Martin Shkreli puts $2 million Wu-Tang album on eBay, seeks lock of Hillary Clinton's hair

Despite his recent criminal conviction, the Pharma Bro is still making some high-stakes trades

Published September 7, 2017 12:24PM (EDT)

Martin Shkreli   (AP/Richard Drew)
Martin Shkreli (AP/Richard Drew)

Martin Shkreli, the so-called "Pharma Bro" convicted of securities fraud last month, is selling his $2 million one-of-a-kind Wu-Tang album on eBay. The current bid for the album, "Once Upon a Time in Shaolin," is just north of $1 million as of Thursday morning.

Shkreli's abrupt decision to sell the album, the only copy ever produced, comes just days after he announced that he was willing to pay a hefty fee for a lock of Hillary Clinton's hair.

"The Clinton Foundation is willing to KILL to protect its secrets," Shrekli wrote in a now-deleted Facebook post.

"So on [Hillary Clinton's] book tour, try to grab a hair from her. I must confirm the [DNA] sequences I have.
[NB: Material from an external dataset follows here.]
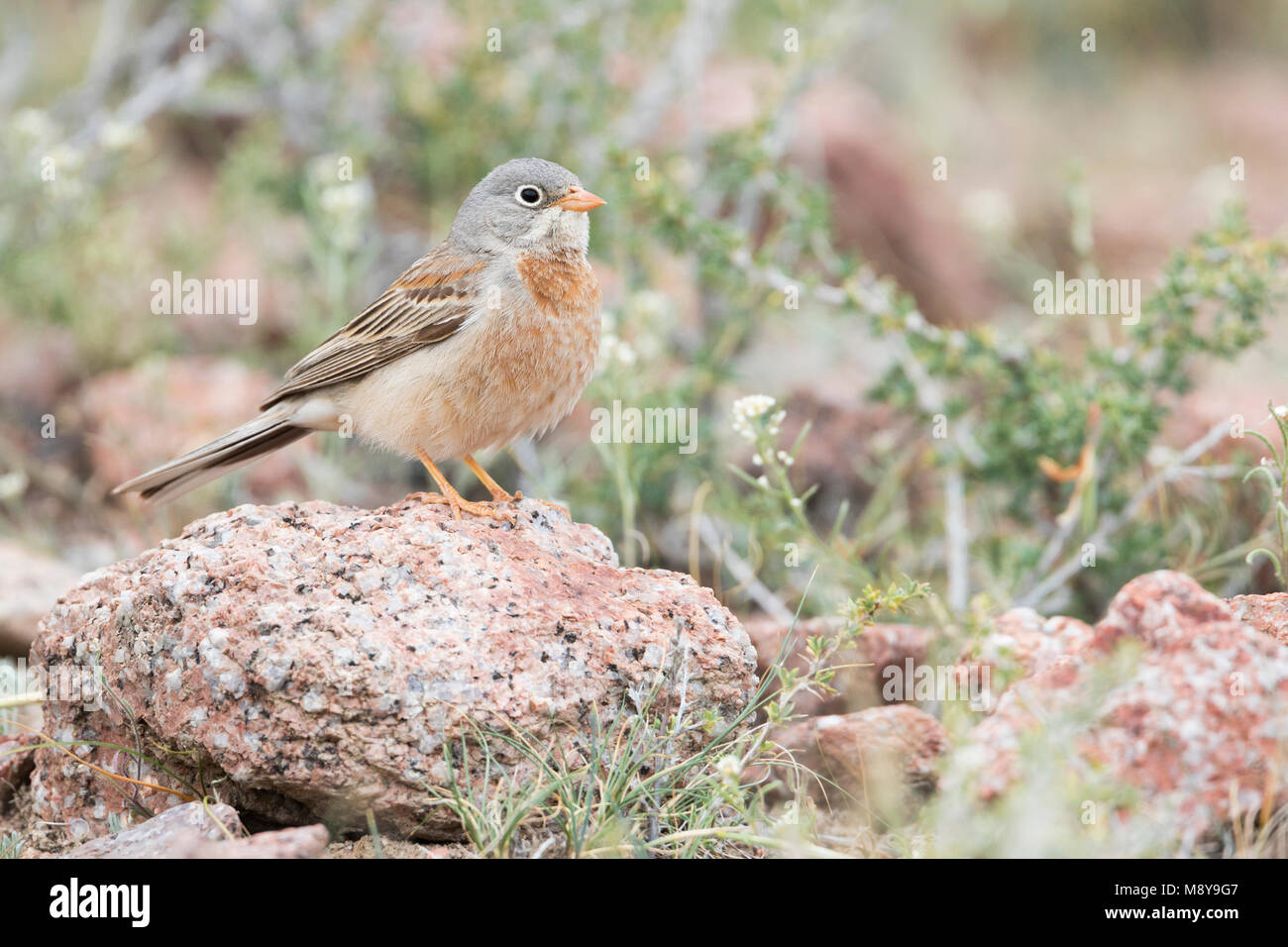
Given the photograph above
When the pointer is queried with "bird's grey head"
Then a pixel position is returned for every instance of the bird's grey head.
(526, 204)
Will pay $5,000 per hair obtained from Hillary Clinton. Payment after the sequence matches. Good luck, patrollers," he wrote.

Shkreli's net worth is reportedly valued in the millions, so it is unlikely that auctioning off the Wu-Tang album is connected to his personal bottom line. Indeed, in an ad for the sale, Shkreli said he was motivated to sell the album in part because of the "scorn" he had received for purchasing the music.

"I decided to purchase this album as a gift to the Wu-Tang Clan for their tremendous musical output. Instead I received scorn from at least one of their (least-intelligent) members, and the world at large failed to see my purpose of putting a serious value behind music," Shkreli purportedly wrote.

"At any time I may cancel this sale and I may even break this album in frustration," he added. I will donate half of the sale proceeds to medical research. I am not selling to raise cash — my companies and I have record amounts of cash on hand," the ad continued.

The album itself — which Shkreli purchased in November of 2015 — contains 31 songs, skits and stories. It is the most expensive musical work ever sold, according to the Guinness Book of World Records.